Important: Make sure accessibility features are available only to students approved to use them. Misuse can disrupt testing and lead to retests, makeups, or score cancellations.
How to Enable Accessibility Features
Select the appropriate organizational unit, remembering to limit availability. Scroll down to learn more about using organizational units.
Go to Devices > Chrome > Settings > Device Settings.
Change the Kiosk floating accessibility menu setting to show the menu in kiosk mode and click Save.
Change the Kiosk accessibility shortcuts setting to enable keyboard shortcuts and click Save.
Learn about screen readers and text-to-speech on Chromebooks.
How Students Use Accessibility Features
If your students don’t often test in kiosk mode on a Chromebook, they probably won’t know the essentials. For instance, they need to customize their accessibility settings every time they open Bluebook. Make sure they know how to access, customize, and use accessibility features when they use Bluebook to take a test on a Chromebook. Go to Using Bluebook on Chromebooks.
Recommended Deployment Strategy
You should always follow school or district polices for using organizational units (OUs) in the Admin console, but if your school or district does not provide guidance, we recommend using OUs to:
Limit the availability of the floating accessibility menu and accessibility shortcuts.
Isolate applications that require conflicting device settings.
For example, the images below show how High School A used OUs to make sure that only some devices can use accessibility features in kiosk mode, and only on Bluebook.
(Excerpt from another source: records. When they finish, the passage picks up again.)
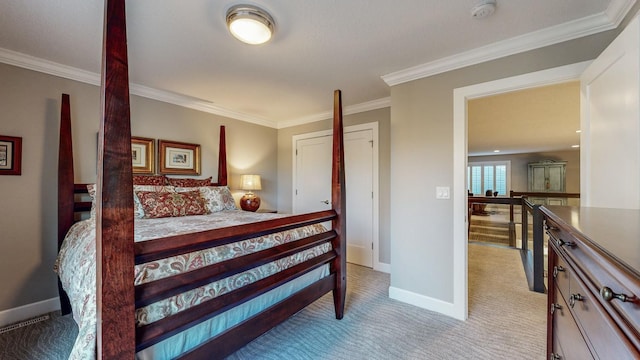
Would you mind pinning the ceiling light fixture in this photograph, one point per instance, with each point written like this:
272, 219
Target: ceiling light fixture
483, 9
250, 24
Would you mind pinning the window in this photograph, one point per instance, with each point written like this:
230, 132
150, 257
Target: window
489, 175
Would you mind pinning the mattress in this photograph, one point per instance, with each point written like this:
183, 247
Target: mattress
77, 271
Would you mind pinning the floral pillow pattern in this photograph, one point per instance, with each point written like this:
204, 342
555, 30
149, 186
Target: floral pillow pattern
189, 182
158, 180
227, 199
216, 198
138, 210
171, 204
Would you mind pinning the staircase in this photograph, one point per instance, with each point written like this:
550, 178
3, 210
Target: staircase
495, 232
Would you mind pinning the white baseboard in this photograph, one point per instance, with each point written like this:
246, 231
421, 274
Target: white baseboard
425, 302
383, 267
11, 316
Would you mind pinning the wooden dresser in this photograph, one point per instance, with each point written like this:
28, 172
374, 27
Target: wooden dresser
594, 283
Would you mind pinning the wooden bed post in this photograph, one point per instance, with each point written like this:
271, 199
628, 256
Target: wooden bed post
65, 187
222, 158
114, 197
338, 202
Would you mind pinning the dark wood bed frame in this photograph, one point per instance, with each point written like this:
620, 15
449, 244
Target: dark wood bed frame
117, 297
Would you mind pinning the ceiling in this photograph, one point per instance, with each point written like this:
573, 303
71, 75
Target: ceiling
181, 52
550, 114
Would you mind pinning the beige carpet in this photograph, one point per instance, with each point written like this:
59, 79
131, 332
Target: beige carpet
506, 320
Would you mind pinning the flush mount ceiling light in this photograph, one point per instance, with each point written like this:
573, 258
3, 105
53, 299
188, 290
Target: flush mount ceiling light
483, 9
250, 24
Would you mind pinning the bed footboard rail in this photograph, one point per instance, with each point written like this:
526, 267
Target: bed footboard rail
157, 290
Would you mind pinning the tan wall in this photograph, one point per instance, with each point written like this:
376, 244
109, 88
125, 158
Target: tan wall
520, 167
422, 148
285, 167
30, 103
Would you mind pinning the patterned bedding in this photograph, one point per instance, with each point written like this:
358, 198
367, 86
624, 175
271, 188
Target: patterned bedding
76, 266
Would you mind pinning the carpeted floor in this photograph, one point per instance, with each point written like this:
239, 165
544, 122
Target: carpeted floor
506, 321
50, 339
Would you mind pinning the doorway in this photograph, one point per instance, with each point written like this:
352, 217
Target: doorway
311, 190
460, 212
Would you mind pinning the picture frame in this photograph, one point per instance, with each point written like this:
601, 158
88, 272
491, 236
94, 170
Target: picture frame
10, 155
142, 155
178, 158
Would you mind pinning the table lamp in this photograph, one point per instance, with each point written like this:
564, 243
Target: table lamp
249, 183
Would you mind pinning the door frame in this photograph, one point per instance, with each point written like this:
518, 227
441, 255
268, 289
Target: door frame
460, 97
373, 126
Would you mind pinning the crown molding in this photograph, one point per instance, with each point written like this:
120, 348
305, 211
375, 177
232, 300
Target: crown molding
607, 20
52, 68
348, 110
29, 62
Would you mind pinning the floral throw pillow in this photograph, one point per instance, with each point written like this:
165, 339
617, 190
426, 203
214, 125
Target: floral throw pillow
157, 180
227, 199
167, 204
216, 198
189, 182
138, 210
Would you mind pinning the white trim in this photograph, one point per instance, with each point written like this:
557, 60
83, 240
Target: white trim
607, 20
12, 316
373, 126
460, 213
507, 163
382, 267
29, 62
425, 302
51, 68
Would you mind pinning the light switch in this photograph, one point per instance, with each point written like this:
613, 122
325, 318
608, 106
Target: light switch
442, 192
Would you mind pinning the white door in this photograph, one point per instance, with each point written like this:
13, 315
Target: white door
610, 137
313, 187
313, 174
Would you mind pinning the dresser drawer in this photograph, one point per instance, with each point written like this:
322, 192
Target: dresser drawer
566, 334
606, 338
598, 272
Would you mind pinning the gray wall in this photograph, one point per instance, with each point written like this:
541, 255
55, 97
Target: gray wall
285, 164
30, 103
422, 147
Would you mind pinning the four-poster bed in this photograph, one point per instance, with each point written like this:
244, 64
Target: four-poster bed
310, 262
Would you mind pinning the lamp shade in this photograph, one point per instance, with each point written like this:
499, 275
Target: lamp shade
250, 182
250, 24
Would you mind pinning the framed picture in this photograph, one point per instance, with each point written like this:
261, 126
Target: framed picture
179, 158
142, 153
10, 155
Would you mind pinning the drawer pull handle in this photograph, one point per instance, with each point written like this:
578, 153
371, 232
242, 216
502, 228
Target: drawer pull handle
556, 270
573, 298
608, 294
561, 242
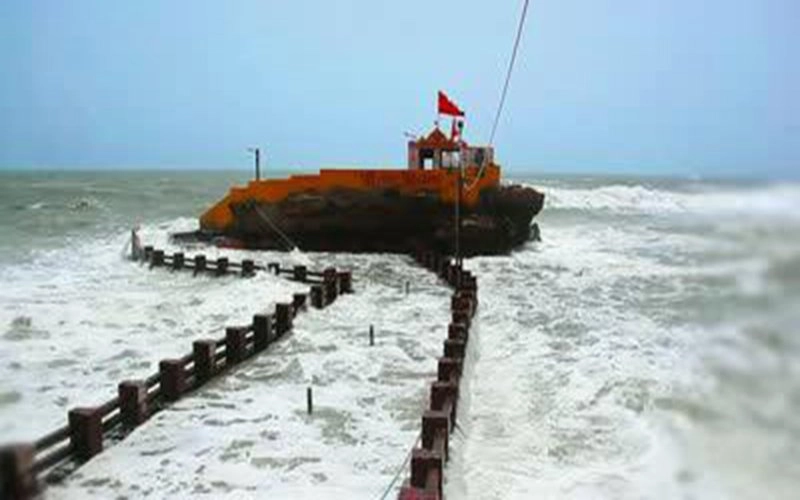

They took these steps:
They limited the availability of Bluebook by creating a Bluebook OU and deploying the app only to devices within that OU (figure 1).
Then they added an accessibility OU within the Bluebook OU, enabling the floating accessibility menu and accessibility shortcuts for devices assigned to the accessibility subgroup only (figure 2).
Finally, they uninstalled the Other Testing App from those devices (figure 3). Note that they used a separate OU for the Other Test so they can uninstall Bluebook from those devices if necessary.